Wednesday, June 15, 2011

On (physical) Perfection.

I am that girl you want close to you on your wedding.

I spot every out of place hair and every stray thread. I notice that your arm looks misshapen at just that angle or that particular pose highlights a little bulge. I am also that girl you hate to critique you. I will find every extraneous piece of language, every misspelt word or incorrect grammar. And I will let you know in a bid to help you fix it (since I am incapable of shutting up and I wish people would do the same for me).

This doesn't mean I don't see beauty everywhere I go. I just can immediately highlight ways to make things more perfect at least to the naked eye.

Being this way can sometimes be hard. As great as I think I am (call this pompous if you want, but if you don't think you're awesome, you should work on that) I can see every thing about you and me that is not perfect in a very logical and removed way. The sad part of this is the idea that all these things about me need to be fixed before I can be loved (which is daft and ridiculous and was disproved for two and a half years personally).

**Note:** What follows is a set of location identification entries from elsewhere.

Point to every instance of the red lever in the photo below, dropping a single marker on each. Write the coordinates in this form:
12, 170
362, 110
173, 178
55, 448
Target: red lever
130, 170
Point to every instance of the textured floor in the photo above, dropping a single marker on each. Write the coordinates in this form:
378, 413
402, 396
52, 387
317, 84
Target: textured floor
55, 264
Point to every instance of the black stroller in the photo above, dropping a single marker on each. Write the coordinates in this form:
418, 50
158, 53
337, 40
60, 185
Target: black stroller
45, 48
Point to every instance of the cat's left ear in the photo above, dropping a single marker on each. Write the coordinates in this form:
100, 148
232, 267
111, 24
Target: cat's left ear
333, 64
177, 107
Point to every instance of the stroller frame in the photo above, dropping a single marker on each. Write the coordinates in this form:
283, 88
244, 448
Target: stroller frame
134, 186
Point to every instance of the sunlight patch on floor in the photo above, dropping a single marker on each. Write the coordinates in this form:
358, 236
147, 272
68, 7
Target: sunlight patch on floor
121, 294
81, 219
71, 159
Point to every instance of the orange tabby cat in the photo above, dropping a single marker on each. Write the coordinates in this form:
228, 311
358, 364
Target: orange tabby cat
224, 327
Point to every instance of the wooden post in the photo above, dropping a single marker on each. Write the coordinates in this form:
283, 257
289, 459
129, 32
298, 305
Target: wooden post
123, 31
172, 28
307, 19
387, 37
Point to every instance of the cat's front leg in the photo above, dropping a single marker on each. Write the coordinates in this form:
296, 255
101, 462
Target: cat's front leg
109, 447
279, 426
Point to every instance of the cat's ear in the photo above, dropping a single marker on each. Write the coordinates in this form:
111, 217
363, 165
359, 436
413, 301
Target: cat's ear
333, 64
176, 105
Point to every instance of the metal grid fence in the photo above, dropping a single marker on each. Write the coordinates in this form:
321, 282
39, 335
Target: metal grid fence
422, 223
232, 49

I've recently been around and seen a lot of pictures of imperfect people being loved perfectly and after I spot everything that could have been fixed, I stop and see that there truly are no conditions to this love.

It's hard to feel beautiful when you see imperfection. And it's hard to believe people when they see beautiful when you see imperfection. But sometimes, you see people seeing beauty in others because love covers a multitude of sins and that makes me hopeful.